Joystream / joystream

Joystream Monorepo
http://www.joystream.org
GNU General Public License v3.0
1.42k stars 115 forks source link

[Colossus] Avoid fetching list of all data objects (i.e. calling `api/v1/state/data-objects`) when performing sync #5008

Closed zeeshanakram3 closed 10 months ago

zeeshanakram3 commented 10 months ago

Problem

While syncing the data object/s, the storage node needs to know the existence of required object/s from peer nodes and then pick a URL to download object/s from. However, the problem is that for each asset the node needs to sync, it calls api/v1/state/data-objects on all the peer nodes until it picks a URL to download the asset from.

https://github.com/Joystream/joystream/blob/46e75506e9639dae4bf67a8ff7e322166ad522ee/storage-node/src/services/sync/tasks.ts#L220-L225

/state/data-objects does not return a constant size response, and hence response size and latency grow linearly, for reference, currently some nodes return the data objects response over 5MB in size.

Solution

  1. Maybe use HEAD /files/{Id} to know the availability of assets on a given node, OR
  2. Or create a new lightweight endpoint, that maybe return a boolean response indicating the presence of asset.
yasiryagi commented 10 months ago

Can we call /state/data-objects once per sync timer and cache it.

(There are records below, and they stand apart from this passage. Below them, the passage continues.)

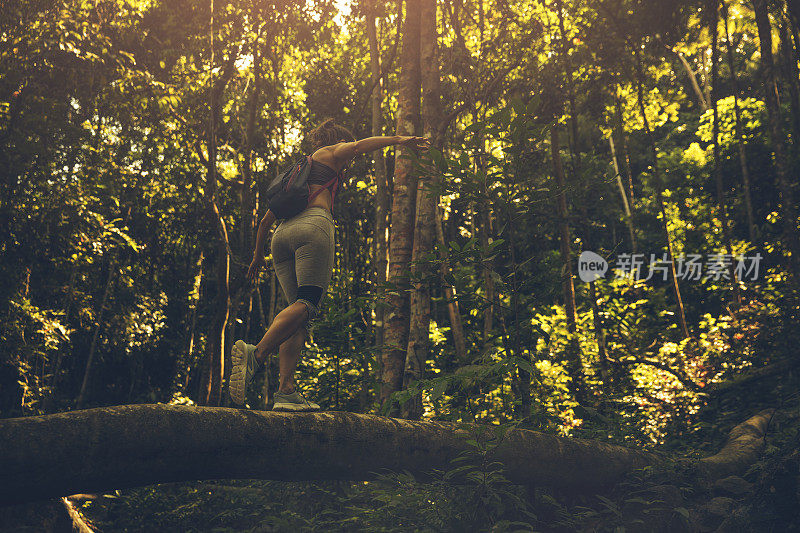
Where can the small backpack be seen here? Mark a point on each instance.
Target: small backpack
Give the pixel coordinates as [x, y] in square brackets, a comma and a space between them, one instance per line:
[289, 193]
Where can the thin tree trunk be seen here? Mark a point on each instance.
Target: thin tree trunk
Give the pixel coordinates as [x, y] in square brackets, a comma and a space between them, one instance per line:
[215, 342]
[573, 356]
[182, 364]
[748, 204]
[722, 208]
[453, 311]
[696, 86]
[676, 290]
[60, 356]
[404, 201]
[96, 337]
[136, 445]
[626, 158]
[382, 192]
[625, 205]
[427, 201]
[484, 229]
[792, 240]
[791, 78]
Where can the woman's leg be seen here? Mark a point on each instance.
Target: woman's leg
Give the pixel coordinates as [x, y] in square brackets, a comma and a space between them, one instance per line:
[285, 325]
[288, 356]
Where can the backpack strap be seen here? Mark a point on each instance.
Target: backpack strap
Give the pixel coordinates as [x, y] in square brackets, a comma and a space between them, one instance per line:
[333, 181]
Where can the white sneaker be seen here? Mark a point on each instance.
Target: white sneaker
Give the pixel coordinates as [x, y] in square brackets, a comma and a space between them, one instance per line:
[244, 367]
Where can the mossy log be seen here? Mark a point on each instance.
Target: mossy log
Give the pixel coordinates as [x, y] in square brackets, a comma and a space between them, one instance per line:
[134, 445]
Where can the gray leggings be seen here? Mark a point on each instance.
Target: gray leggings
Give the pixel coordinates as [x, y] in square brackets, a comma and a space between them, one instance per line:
[302, 254]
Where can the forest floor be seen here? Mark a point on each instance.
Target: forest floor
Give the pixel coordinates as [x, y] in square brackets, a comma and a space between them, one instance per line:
[765, 498]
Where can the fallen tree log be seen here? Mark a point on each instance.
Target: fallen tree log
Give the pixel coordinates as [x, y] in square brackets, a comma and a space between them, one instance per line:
[135, 445]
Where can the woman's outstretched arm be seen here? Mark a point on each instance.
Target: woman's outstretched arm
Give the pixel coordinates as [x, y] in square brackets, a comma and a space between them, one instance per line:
[261, 242]
[346, 151]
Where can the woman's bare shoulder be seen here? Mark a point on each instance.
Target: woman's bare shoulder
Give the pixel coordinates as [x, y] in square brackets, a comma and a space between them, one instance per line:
[325, 155]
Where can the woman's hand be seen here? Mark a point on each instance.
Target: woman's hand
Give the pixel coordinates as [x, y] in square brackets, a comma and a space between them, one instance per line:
[415, 143]
[255, 265]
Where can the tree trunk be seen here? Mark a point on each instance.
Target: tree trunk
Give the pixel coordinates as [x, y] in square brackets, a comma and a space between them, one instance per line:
[382, 193]
[693, 80]
[215, 341]
[134, 445]
[453, 311]
[748, 204]
[626, 158]
[676, 290]
[792, 240]
[573, 356]
[722, 209]
[403, 205]
[427, 202]
[96, 337]
[625, 204]
[791, 77]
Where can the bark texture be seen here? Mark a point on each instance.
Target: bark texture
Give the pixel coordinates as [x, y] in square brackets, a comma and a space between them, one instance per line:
[382, 192]
[403, 205]
[135, 445]
[427, 201]
[574, 363]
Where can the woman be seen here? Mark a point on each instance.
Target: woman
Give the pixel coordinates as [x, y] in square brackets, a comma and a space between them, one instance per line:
[302, 253]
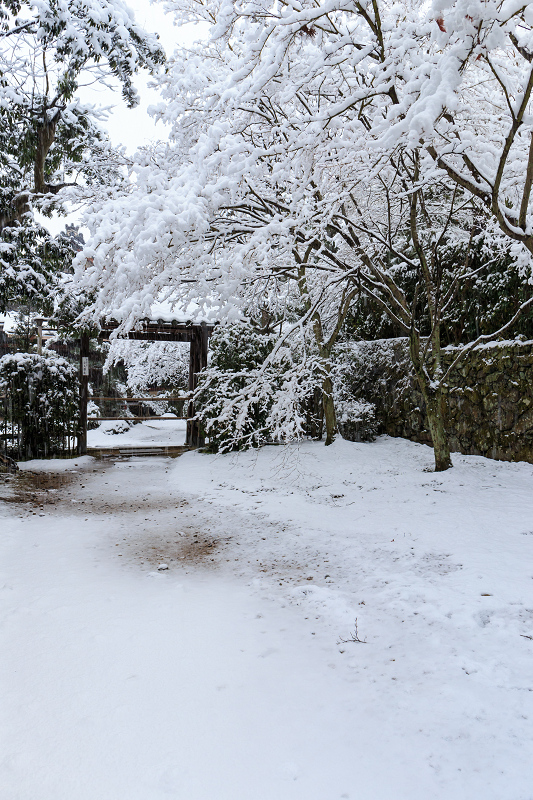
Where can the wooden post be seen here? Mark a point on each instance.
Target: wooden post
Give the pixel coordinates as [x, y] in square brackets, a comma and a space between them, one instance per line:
[84, 391]
[197, 362]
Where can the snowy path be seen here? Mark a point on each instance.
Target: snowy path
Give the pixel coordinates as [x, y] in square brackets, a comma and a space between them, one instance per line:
[220, 678]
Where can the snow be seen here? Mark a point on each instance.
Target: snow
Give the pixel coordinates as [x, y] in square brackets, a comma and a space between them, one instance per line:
[226, 675]
[155, 433]
[57, 464]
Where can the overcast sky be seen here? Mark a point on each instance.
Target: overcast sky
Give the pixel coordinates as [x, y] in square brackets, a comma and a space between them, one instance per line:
[134, 127]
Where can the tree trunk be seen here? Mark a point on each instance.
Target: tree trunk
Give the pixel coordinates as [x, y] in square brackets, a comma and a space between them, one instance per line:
[434, 400]
[329, 410]
[436, 421]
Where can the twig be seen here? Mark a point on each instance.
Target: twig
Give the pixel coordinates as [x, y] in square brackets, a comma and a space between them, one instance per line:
[354, 637]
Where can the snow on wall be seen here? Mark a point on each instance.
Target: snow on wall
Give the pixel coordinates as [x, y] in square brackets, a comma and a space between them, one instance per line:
[489, 400]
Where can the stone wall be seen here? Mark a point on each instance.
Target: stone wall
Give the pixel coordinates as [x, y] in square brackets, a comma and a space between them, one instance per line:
[489, 399]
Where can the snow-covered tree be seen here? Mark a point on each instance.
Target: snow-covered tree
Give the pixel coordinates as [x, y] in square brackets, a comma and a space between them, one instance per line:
[50, 140]
[326, 145]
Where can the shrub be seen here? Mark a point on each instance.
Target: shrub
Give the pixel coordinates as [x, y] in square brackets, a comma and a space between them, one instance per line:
[41, 403]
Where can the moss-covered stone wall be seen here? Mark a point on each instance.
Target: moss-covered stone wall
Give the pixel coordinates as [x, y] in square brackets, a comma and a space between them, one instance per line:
[489, 399]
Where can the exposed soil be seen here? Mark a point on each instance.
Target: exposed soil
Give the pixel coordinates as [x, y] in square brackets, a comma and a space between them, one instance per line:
[156, 524]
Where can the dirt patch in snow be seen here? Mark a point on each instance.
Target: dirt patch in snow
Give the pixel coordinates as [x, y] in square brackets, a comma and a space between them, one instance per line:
[34, 488]
[187, 548]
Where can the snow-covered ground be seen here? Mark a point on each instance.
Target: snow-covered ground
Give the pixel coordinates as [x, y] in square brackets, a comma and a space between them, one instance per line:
[225, 677]
[154, 433]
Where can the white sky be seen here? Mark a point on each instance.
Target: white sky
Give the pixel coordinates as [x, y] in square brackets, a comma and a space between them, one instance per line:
[134, 127]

That will reduce the overhead and could more efficient than head per object.

zeeshanakram3 commented 10 months ago

Can we call /state/data-objects once per sync timer and cache it. That will reduce the overhead and could more efficient than head per object.

Yeah, I guess that should work too, but instead of getting all the data objects per sync (/state/data-objects), we should only get the data-objects of bags that we need to sync (/state/bags/{bagId}/data-objects) and then cache it.

mnaamani commented 10 months ago

Can we call /state/data-objects once per sync timer and cache it. That will reduce the overhead and could more efficient than head per object.

Currently it does cache the result, but for a short period 3min. So if the sync interval is larger than this caching period, which I think the operators are setting to at minimum 10min, the data is always fetched again.

mnaamani commented 10 months ago

Suggested solution on zoom call:

No need to pre-determine if an operator has object before attempting to fetch it. Just do best effort to fetch from other operators that should be storing the same bag which the object belongs in.

kdembler commented 10 months ago

@mnaamani @zeeshanakram3 can we close this after sync rework?